Was the ending really that bad? As was said before, if you haven't seen the movie yet (and you didn't read previous postings to spoil it either) then stop reading. now!
The war ended (for now) and the fact that Neo & Trinity die isn't that big of a deal to me (everyone dies eventually, right?) It's funny to me the way "cinematic license" lets characters suffer mortal wounds that let them live just long enough to say all the last words that they want to say - as opposed to getting killed instantly, or continuing to live even as long as 1 minute or more after finally finishing whatever it happened to be that they wanted to say!
I was kinda hoping that Neo would discover that the "real" world would actually turn out to be a "2nd" matrix. How else would he have the power to knock out Sentinels, etc in the "real" world? If that was the real world, then mathematical anomolies would be irrelevant. Neo would
NOT be able to have any power in the real world!

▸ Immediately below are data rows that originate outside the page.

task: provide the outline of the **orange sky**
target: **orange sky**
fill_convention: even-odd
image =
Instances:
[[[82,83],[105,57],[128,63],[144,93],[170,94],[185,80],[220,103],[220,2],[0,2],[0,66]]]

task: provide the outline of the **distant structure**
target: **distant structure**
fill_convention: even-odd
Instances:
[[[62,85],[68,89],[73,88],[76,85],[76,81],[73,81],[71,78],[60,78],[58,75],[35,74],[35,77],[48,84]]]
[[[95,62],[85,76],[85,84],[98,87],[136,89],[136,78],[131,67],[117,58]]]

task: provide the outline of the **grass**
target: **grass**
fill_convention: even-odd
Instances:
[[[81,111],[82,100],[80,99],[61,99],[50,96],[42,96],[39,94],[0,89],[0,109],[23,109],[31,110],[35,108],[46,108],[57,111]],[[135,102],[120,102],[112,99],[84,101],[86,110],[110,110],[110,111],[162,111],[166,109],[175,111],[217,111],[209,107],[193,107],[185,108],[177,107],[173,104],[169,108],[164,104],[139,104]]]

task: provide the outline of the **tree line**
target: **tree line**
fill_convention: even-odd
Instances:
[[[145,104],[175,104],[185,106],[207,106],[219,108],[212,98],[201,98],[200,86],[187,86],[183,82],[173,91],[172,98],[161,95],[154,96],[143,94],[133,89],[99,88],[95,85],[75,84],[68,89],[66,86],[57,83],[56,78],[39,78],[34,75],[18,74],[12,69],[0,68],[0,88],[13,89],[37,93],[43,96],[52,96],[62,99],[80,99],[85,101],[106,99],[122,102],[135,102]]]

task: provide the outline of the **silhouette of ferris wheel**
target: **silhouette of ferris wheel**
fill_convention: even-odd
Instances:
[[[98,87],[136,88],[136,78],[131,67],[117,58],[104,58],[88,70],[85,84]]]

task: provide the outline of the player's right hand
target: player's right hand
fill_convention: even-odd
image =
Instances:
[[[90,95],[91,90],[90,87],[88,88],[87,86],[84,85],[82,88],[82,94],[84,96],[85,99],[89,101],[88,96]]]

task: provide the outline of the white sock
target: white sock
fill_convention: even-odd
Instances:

If he had been blinded, he would not have been able to "see" any of the "energy" that he could, in a very Matrix-like fashion, as well as be "jacked in" without actually
BEING "jacked in." But in this case, the answer is simple - that is the way the script writer chose to write the story.
I sort of liked the new idea that you can't see beyond a choice you don't understand, but was kinda dissapointed that the Oracle wasn't as powerful/omniscient as she was portrayed to be in M1.
Refresh my memory about when Neo was jacked in w/o actually being wired in? (When he was at the "train station?") And then how would you jack someone out if they weren't jacked in, in the first place?

Being at the train station seems like being "half jacked?" I mean, the trainmaster can pass between the Matrix and his rail network (along with Morpheous and Trinity) and has so much power that he can land a solid punch without Neo having any ability to react to it? And Neo forced himself into the train station by knocking out the sentinels? but then exited through the train, back to the Matrix and then unjacked into the "real world?"
I felt like they came close to making some good suggestions about "God" (as they portrayed the "Architect" in M2) although they didn't go any further with it in M3 - but I guess the script was up to someone else, huh?
It was interesting to me the way Smith started talking, saying "yes, you were laying right there, and then I say..." b/c it reminds myself sometimes of the way I experience "deja vue"
On an interesting note, Smith becomes like a virus himself(inserting himself into others) and replicating his number in this manner. Remember in M1 when Smith is talking to/interrogating Morpheous about humans not being mammals, but humans being more like a virus?
What other trilogies did you not like the way they ended?